Highlights
- The victory of the right to privacy was presaged by K.S. Puttaswamy v. Union of India (2017), but that nine-judge Bench had left open the question of Aadhaar: whether the “national security” perspective (the vital role of surveillance to curb terror and prevent money laundering and crime financing) and “social welfare state” perspective (Aadhaar ensured that subsidies went to the right people) provided constitutional grounds for “reasonable restrictions” (reasonable because non-arbitrary).
- Although conceived and executively implemented during the UPA-2 regime, the project got coercive statutory backing only during the NDA regime, in 2016.
- The Aadhaar Act has now been upheld, and Aadhaar is mandatory for all government benefits, as somewhat narrowly re-crafted by the majority.
- The court examined only whether the entire scheme was constitutionally valid under the nine-judge Bench enunciation of the right to privacy and whether the decision of the Speaker of the Lok Sabha to pass the Aadhaar Act as a Money Bill was declared so “final” by the Constitution as to exclude even the jurisdiction of the apex court.
The Money Bill question
- Whether this decision disappoints those who had high expectations or remains enigmatic on key aspects is a question which will be debated for long.
- But clearly the majority disappoints with the lack of constitutional scrutiny on the finality of the Speaker’s decision on what amounts to a Money Bill under Article 110(3) of the Constitution.
- The other view is that the Speaker, like all constitutional functionaries, is bound to exercise the discretion reasonably; purposive as well as strict pragmatic scrutiny carrying “lethal emanations” from Article 14 and 21 must ensue when a large number of bills are tagged with Money Bills.
- This is dangerous because it removes the rationale for bicameral legislatures, because the Constitution does not foreclose the Rajya Sabha’s collective right to meaningfully deliberate legislative change.
- Justice Chandrachud fully dissents and holds the law invalid as a “fraud on the Constitution”, that is a colourable exercise of constitutional power.
- He maintains that the “notion of absolute power” is anathema to the Constitution and that there is need to “liberate its founding principles from its colonial past”.
- Its purpose cannot be to shield an excess of power from being questioned before the court, nor to clothe a high functionary with utter impunity.
Constitutional purpose
- Memorably, he says that the “ultimate test” is whether the ouster of “judicial review is designed to achieve a constitutional purpose” that “meets the test of functionality, assessed in terms of a constitutional necessity”.
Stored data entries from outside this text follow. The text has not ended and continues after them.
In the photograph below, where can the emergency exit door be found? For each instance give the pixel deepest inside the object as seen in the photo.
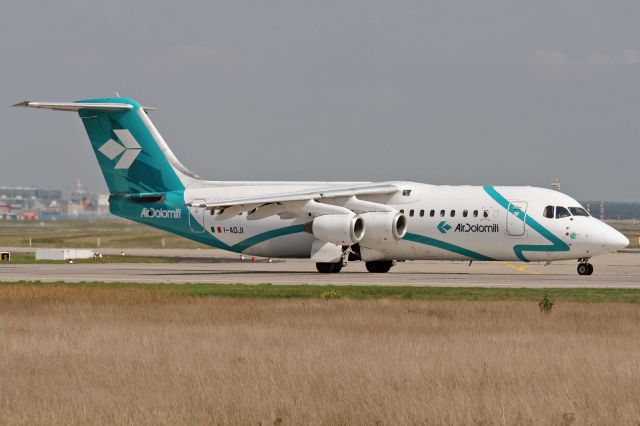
(196, 217)
(516, 218)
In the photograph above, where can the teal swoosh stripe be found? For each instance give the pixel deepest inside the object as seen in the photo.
(417, 238)
(274, 233)
(556, 243)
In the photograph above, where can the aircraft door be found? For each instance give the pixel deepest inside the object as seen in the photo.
(196, 217)
(517, 213)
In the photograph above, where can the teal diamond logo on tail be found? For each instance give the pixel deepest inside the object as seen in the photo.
(443, 227)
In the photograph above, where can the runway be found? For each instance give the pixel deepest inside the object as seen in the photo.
(620, 270)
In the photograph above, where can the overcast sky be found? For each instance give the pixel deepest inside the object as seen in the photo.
(446, 92)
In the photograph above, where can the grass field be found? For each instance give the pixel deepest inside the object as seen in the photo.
(125, 234)
(91, 354)
(85, 234)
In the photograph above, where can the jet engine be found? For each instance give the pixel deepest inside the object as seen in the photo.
(339, 229)
(384, 227)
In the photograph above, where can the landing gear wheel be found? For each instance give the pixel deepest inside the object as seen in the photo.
(329, 268)
(585, 269)
(379, 267)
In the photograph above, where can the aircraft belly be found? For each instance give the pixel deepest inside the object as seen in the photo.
(288, 246)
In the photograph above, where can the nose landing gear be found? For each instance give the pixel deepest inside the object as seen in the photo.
(584, 267)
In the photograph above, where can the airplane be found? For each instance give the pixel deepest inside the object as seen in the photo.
(331, 223)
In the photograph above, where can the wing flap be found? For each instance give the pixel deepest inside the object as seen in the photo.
(336, 200)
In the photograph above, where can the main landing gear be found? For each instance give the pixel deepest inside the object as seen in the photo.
(584, 267)
(329, 267)
(379, 267)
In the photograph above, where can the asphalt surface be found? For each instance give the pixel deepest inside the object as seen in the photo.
(621, 270)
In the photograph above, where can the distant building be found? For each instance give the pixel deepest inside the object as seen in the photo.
(18, 202)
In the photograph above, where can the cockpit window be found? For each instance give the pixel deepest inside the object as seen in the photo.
(578, 211)
(562, 212)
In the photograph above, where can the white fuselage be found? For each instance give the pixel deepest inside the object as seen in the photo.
(444, 223)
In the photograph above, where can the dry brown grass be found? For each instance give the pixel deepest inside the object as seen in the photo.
(143, 356)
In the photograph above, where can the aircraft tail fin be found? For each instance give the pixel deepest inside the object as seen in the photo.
(133, 156)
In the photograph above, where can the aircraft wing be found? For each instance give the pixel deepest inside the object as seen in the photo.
(315, 202)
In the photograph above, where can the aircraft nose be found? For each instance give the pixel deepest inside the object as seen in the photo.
(615, 240)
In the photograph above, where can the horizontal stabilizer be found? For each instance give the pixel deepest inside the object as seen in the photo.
(77, 106)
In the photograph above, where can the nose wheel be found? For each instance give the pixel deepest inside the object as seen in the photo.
(585, 268)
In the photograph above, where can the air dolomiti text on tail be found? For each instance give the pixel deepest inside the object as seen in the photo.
(331, 223)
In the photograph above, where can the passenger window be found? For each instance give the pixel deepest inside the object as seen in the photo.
(578, 211)
(562, 212)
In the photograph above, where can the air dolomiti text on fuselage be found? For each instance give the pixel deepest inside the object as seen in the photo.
(330, 223)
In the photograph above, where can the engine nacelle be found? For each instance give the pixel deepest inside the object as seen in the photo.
(384, 227)
(339, 229)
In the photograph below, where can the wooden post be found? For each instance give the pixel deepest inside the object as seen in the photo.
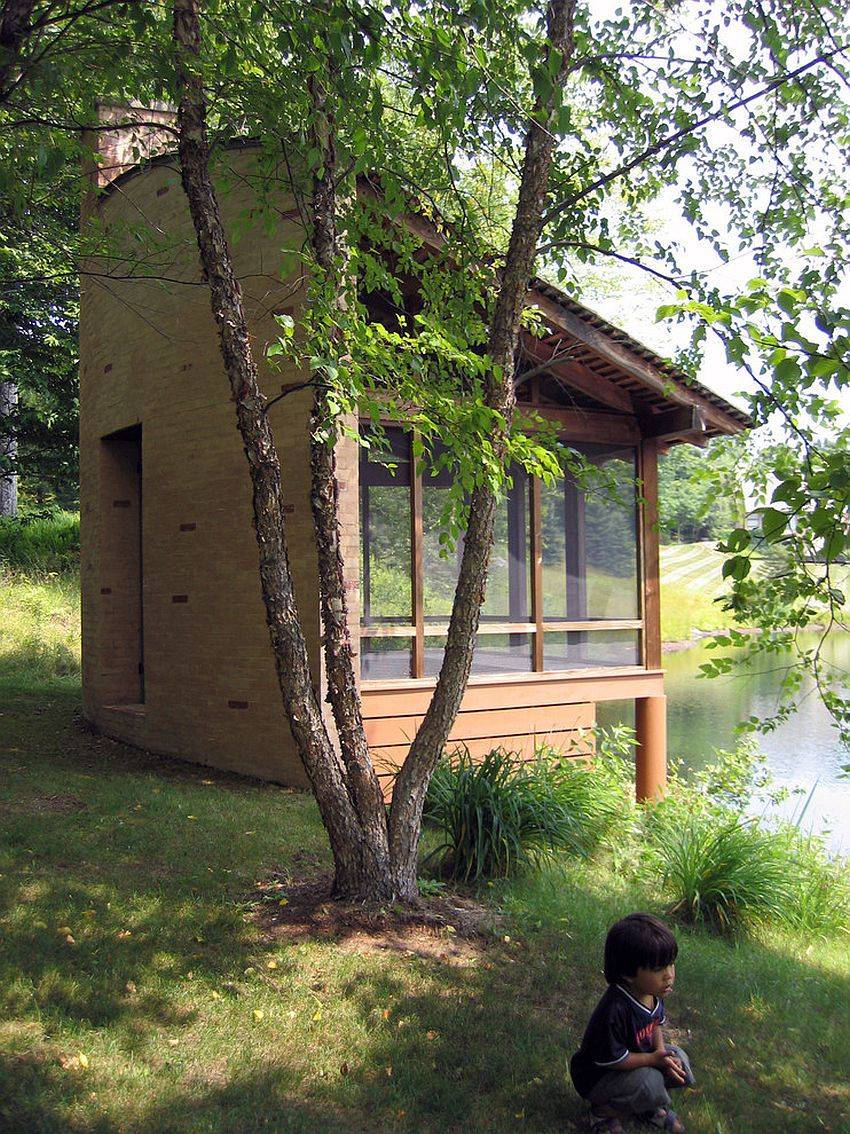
(651, 758)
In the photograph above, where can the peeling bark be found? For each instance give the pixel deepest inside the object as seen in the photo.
(359, 871)
(411, 785)
(372, 860)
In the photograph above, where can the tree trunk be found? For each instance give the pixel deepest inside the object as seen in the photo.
(371, 861)
(8, 450)
(359, 868)
(415, 775)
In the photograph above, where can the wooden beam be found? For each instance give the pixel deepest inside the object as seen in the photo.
(630, 363)
(577, 377)
(649, 552)
(588, 424)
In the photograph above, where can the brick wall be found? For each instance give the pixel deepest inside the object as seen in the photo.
(151, 371)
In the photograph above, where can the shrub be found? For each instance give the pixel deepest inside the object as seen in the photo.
(40, 543)
(500, 813)
(819, 885)
(722, 871)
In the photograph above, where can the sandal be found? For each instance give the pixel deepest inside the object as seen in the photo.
(665, 1119)
(604, 1124)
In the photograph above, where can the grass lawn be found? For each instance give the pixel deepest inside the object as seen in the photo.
(138, 991)
(141, 993)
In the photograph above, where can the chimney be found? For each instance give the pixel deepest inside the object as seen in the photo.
(124, 137)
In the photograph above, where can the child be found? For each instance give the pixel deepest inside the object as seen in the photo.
(623, 1067)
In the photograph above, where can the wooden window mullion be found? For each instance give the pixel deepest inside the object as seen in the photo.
(417, 576)
(537, 575)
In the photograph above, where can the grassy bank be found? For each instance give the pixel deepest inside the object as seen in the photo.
(141, 993)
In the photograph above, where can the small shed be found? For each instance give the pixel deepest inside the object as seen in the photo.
(176, 654)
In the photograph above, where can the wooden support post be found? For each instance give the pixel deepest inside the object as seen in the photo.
(651, 759)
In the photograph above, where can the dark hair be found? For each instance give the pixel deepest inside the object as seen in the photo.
(637, 941)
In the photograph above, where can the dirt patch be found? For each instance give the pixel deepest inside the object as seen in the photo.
(451, 929)
(43, 805)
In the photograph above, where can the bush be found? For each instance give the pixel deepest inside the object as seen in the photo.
(722, 873)
(502, 812)
(725, 869)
- Pointedly, Justice Chandrachud says: “In the seventh decade of the republic, our interpretation of the Constitution must subserve the need to liberate it from its colonial detritus.” Accordingly, he holds that the decision to give the Aadhaar Bill the status of a Money Bill violates the principle of bicameralism, declared as a part of basic structure, and an aspect of federalism and entails a “debasement of a democratic institution” which “cannot be allowed to pass”.
The proportionality test
- Perhaps, a salient reason for the majority decision is to be found in ‘balancing’ interests under the ‘proportionality test’: simply put, any conflict of interest requires balancing, keeping in view constitutional first principles and its vision, values, and the mission.
- The majority decision offers a harmonious construction, but the dissenting opinion shows why this is not the only or necessarily the best way.
- Do the ways of upholding the Aadhaar also open the floodgates of being constitutionally nir-aadhaar?